Contrary to the intuitive understanding about the relationship between pay and loyalty, Figure 1 suggests that quite the reverse is true.

# Hypothesis Test versus Industry-Standard Salaries

A one-tailed t-test was performed owing to the nature of the question asked, “Is D&Y offering less than the industry standard of \$40K to the employees that don’t stay for at least 3 years?” Given mean starting pay of \$ 38,555.88 for those who had left before they had been with D & Y for three years, variance of 3,561,328, n = 34, and a null hypothesis of there being no difference at all versus the population mean of \$40,000., one derives a t statistic of -4.46, p < 0.00071, and tCRIT of 1.69.

## The Relationship Between the Two Variables

• There seems to be inverse relationship between length of stay and pay.
• Those who are paid less stay longer.
• Assuming starting pay is based on merit, one may theorize that those given lower salary to start with are not as attractive to employers who poach.
• We see from the computed r2 value of the trend line that salary explains just 17.7% of the variance.

## The Situation at D&Y

• System analysts typically receive starting wages of just 37,986.63.
• This is 15% lower of the 40,000.
• Just one in six Systems Analysts at D&Y receive starting pay of 40,000.
• Nearly half have stayed three or more years.

## The Hypothesis Test

• Is D&Y offering less than the industry standard of \$40K to the employees that don’t stay for at least 3 years?
• Number of employees in the D&Y= 66.
• People who left = 34.
• The average salary for each one = 38,555.88.
• The variance between people who left and stayed = 3,561,328.

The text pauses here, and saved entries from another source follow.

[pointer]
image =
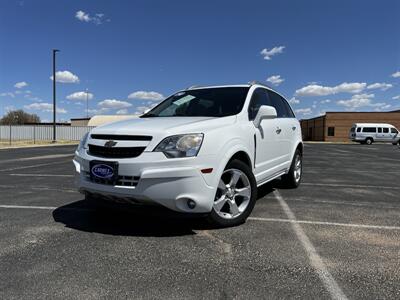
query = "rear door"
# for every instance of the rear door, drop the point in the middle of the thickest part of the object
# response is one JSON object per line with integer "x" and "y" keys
{"x": 266, "y": 141}
{"x": 286, "y": 127}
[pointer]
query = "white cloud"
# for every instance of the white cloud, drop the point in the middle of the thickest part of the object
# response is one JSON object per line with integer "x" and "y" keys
{"x": 20, "y": 85}
{"x": 9, "y": 108}
{"x": 319, "y": 90}
{"x": 325, "y": 101}
{"x": 82, "y": 16}
{"x": 357, "y": 101}
{"x": 362, "y": 100}
{"x": 143, "y": 95}
{"x": 123, "y": 111}
{"x": 275, "y": 80}
{"x": 269, "y": 53}
{"x": 7, "y": 94}
{"x": 382, "y": 86}
{"x": 79, "y": 96}
{"x": 304, "y": 111}
{"x": 45, "y": 107}
{"x": 85, "y": 17}
{"x": 396, "y": 74}
{"x": 65, "y": 77}
{"x": 113, "y": 104}
{"x": 294, "y": 100}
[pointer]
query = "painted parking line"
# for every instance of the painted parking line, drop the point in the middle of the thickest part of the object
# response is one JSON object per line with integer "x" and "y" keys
{"x": 361, "y": 186}
{"x": 37, "y": 157}
{"x": 34, "y": 166}
{"x": 278, "y": 220}
{"x": 36, "y": 188}
{"x": 41, "y": 175}
{"x": 315, "y": 260}
{"x": 365, "y": 226}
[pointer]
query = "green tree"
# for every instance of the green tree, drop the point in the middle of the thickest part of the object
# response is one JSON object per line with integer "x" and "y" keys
{"x": 19, "y": 117}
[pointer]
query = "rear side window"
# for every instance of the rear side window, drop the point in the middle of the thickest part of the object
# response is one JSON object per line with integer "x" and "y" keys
{"x": 282, "y": 108}
{"x": 369, "y": 129}
{"x": 259, "y": 97}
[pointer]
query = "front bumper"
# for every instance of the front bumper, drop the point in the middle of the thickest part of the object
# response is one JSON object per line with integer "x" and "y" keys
{"x": 158, "y": 180}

## Rationale for the One-Tailed T-Test

• Assigns all alpha to testing the statistical significance in the one direction of interest.
• Tests for the probability of the relationship in one direction.
• Ignores the other direction of the normal curve.
• H0 : X bar = μ.
• H0 : There is no difference between the industry standard of \$40,000 and the average \$38,555 salary of Systems Analysts who leave before three years are up.

## The Significance Test Visualized

• Only the probability that X bar is significantly lower than μ is being tested.
• Critical p value 0.05.

## Calculate T Value

• Reject H0 if (\$40,000 – 38,556)/(s/√n) is larger than can be explained by sampling error at α = 0.05.
• Since standard deviation = s/√n = 1,887.15…
• Calculated Z value = 0.76.
• Z = 0.76 < 1.96 required at α = 0.05.

## The Hypothesis Test

• Asking the question as to whether D & Y pays lower than the industry average
• Means posing a one-tailed t test in the positive direction
• The result of 1.69 for tCRIT and p < 0.0001 means that tOBS is at least one standard deviation lower than tCRIT, that such a large (negative) difference vis-à-vis μ, the population mean, could not have occurred by chance at α = 0.05.
• We reject the null hypothesis and draw the…
• Conclusion: D & Y really does pay its Systems Analysts who leave before three years are up less than the industry norm.

## Recommendations

• This preliminary statistical analysis suggests that wages below the industry standard do not materially explain turnover among D & Y Systems Analysts.
• Lack of loyalty is more likely explained by leadership, recognition and self-esteem, team factors, career paths, and the organizational climate as a whole.
• Obviously, D & Y would do well to address these other factors if it wishes to come to grips with employee turnover rate.
• At the end of the day, equity and the effect of mediocre pay on self-esteem mean D & Y also needs to address the pay gap anyway.